Analysis: bond_risk

Application version	TBA
Application licence	BSD
Trad4 version	TBA
Document version	beta01
Author	schevans
Date	21-05-2009

Introduction
The Hosts
Concepts
Test 1: Non-optimised
Test 2: Optimised
Test 3: Duration vs. Context Switches
Test 4: Context Switches over Time
Conclusion
How to run the tests

Introduction

This is an analysis of the trad4 app bond_risk. This document is still in beta - if there is anything you'd like clarified or any test you'd like to see run, please let me know.

What we'll be measuring is the duration of the initial flush on start-up under various conditions. A flush is when every node gets recalculated, as happens on start-up. As such we'll be ignoring the time it takes to load the objects from the DB. It's important to understand that this initial flush is only the start-up time of a particular app and the performace profile during day-to-day activities will be different. During day-to-day operation the system will be responding to events that only affect a sub-set of objects, with the possible exception of date-rolls.

For each test the binary is locally compiled, and the test is run with the host in single-user mode using a non-root user and the default nice.

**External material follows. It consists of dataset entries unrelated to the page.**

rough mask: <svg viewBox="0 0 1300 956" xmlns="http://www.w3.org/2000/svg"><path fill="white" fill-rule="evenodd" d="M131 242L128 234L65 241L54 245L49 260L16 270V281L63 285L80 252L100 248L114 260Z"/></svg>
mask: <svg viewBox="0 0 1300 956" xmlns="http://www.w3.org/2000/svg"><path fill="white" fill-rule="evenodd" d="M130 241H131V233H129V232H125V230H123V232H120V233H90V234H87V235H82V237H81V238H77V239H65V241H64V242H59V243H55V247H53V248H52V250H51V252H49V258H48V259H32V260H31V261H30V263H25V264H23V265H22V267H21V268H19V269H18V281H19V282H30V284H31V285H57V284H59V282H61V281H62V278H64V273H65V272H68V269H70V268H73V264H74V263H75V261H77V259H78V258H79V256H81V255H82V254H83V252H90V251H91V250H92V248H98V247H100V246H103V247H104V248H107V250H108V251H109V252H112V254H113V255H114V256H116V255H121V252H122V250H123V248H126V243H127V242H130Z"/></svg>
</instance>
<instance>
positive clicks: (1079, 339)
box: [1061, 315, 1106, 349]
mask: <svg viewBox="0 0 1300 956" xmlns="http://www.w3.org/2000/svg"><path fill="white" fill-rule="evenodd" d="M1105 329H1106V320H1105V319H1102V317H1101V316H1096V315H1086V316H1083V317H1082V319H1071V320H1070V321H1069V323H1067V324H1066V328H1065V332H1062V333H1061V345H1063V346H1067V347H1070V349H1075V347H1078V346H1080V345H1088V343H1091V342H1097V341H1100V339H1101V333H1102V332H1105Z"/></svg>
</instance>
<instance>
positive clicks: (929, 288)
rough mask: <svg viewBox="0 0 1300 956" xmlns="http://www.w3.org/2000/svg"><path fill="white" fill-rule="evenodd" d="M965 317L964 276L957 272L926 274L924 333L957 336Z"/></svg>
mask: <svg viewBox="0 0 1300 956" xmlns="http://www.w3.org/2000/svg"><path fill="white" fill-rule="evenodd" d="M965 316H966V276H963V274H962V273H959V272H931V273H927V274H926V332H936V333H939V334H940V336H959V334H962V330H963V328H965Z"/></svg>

Only one run of each test was recorded, with the exception of the ST Mean which gave us some measure of the standard deviation across all tests.

All these tests were run against the 440k data set: 40k bonds with 200k each of repo and outright trades.

The tests are summarised below:

Test 1 is a comparison between the Athlon and Opteron measuring the duration of the 440k flush against various numbers of threads using non-optimised binaries.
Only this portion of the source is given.